Per parlare di magia dovrei innanzitutto definire che cosa intendo per magia. Potrei farlo anche per negazione, cioè per cosa non intendo essere magia. Vediamo un po’.
La magia non è quella dei maghi – per quanto possano esserne una rappresentazione efficace, anche se folcloristica – e non è nemmeno quella del paranormale o di ogni piega o accezione abbia preso l’inspiegabile. La magia non ha nemmeno una connotazione negativa come molte di queste sue manifestazioni hanno.
La magia è la forma dell’inspiegabile, è ciò che si vede attraverso gli squarci che si aprono nella realtà, se si ha la fortuna o la pazienza di guardare, senza passare oltre distrattamente.
Ciò che non è magico è quindi tutto ciò che è spiegabile, razionale e oggettivo. Donata Columbro in un interessantissimo articolo ne dà una definizione molto contemporanea, rintracciando il fascino che la contemporaneità ha per l’oggettività sia nell’evoluzione delle scienze che in un comodo modo per non assumersi responsabilità: quando si afferma che qualcosa è oggettivo e lo è per la scienza, allo stesso tempo ci si libera dalla necessità di avere un’opinione al riguardo, e ci si ritrae in un luogo sicuro, protetto dall’evidenza della realtà fenomenica. “È oggettivo” in questo senso significa che “è così, e lo è non perché l’abbia deciso io”. La responsabilità di decretare l’oggettività delle cose è delegata quindi alle macchine, siano esse gli strumenti dello scienziato o i computer o gli esiti di una ricerca.

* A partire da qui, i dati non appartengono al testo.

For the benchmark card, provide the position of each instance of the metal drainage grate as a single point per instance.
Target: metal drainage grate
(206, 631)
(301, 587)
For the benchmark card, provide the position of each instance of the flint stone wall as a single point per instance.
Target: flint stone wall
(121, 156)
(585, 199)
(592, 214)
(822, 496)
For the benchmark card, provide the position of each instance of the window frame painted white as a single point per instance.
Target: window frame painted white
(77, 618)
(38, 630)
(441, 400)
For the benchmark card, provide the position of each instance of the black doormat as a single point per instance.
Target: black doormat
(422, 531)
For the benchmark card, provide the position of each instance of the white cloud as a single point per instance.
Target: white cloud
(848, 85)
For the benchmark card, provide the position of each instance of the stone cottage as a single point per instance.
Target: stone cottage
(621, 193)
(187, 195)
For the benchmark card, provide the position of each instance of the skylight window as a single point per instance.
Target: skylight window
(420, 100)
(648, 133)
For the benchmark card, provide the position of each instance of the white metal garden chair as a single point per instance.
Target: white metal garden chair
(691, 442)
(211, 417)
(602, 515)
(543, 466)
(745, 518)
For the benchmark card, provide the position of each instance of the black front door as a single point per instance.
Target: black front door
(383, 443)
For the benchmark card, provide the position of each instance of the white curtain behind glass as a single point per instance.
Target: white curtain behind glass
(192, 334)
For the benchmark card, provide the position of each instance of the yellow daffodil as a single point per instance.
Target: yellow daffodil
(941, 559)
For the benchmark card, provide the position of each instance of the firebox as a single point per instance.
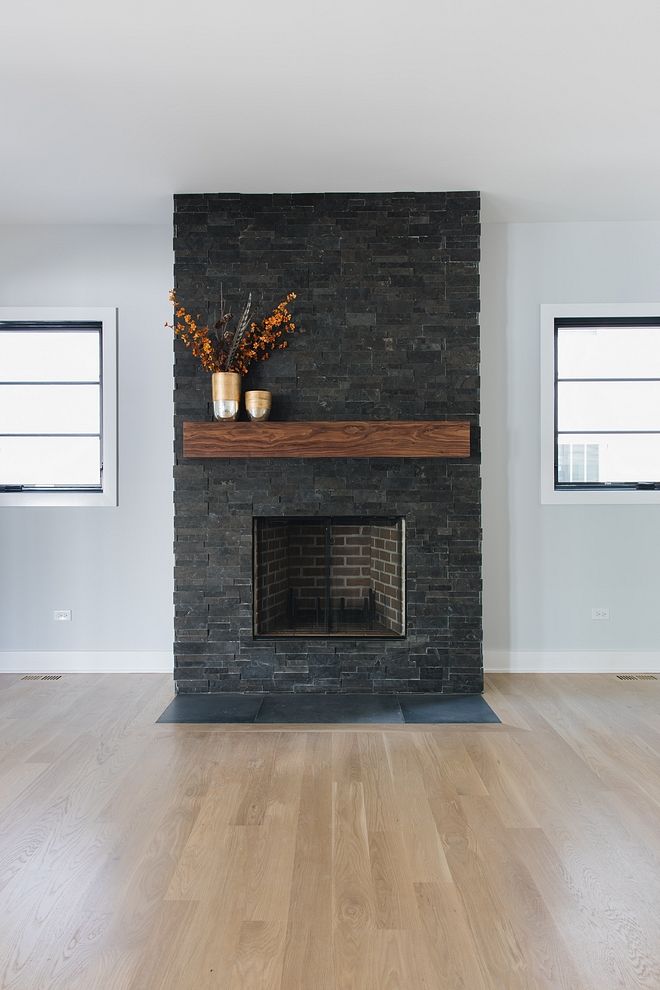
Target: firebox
(329, 576)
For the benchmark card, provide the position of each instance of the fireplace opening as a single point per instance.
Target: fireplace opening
(329, 576)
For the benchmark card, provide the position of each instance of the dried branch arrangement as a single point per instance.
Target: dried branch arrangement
(233, 349)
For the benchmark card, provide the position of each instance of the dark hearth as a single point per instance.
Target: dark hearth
(388, 293)
(329, 577)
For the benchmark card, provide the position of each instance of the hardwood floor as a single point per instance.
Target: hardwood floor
(136, 856)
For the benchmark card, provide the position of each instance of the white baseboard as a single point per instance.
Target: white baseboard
(87, 662)
(572, 662)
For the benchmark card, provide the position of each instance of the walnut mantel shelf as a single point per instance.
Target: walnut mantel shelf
(378, 438)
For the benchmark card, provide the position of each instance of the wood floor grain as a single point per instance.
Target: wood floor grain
(137, 856)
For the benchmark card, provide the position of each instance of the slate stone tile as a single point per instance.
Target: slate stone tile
(208, 708)
(330, 708)
(438, 708)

L’oggettività più convincente si nutre di numeri e la matematica ha sommamente la reputazione della scienza più oggettiva e precisa: qualcosa che può essere rappresentato con i numeri non lascia alcuno spazio all’alone che lo circonda, a una certa aura di irrazionale che non c’entra del tutto con la cosa stessa, eppure che le appartiene. Non è un caso che la statistica abbia questo potere: è fatta di numeri e non può essere imprecisa, no?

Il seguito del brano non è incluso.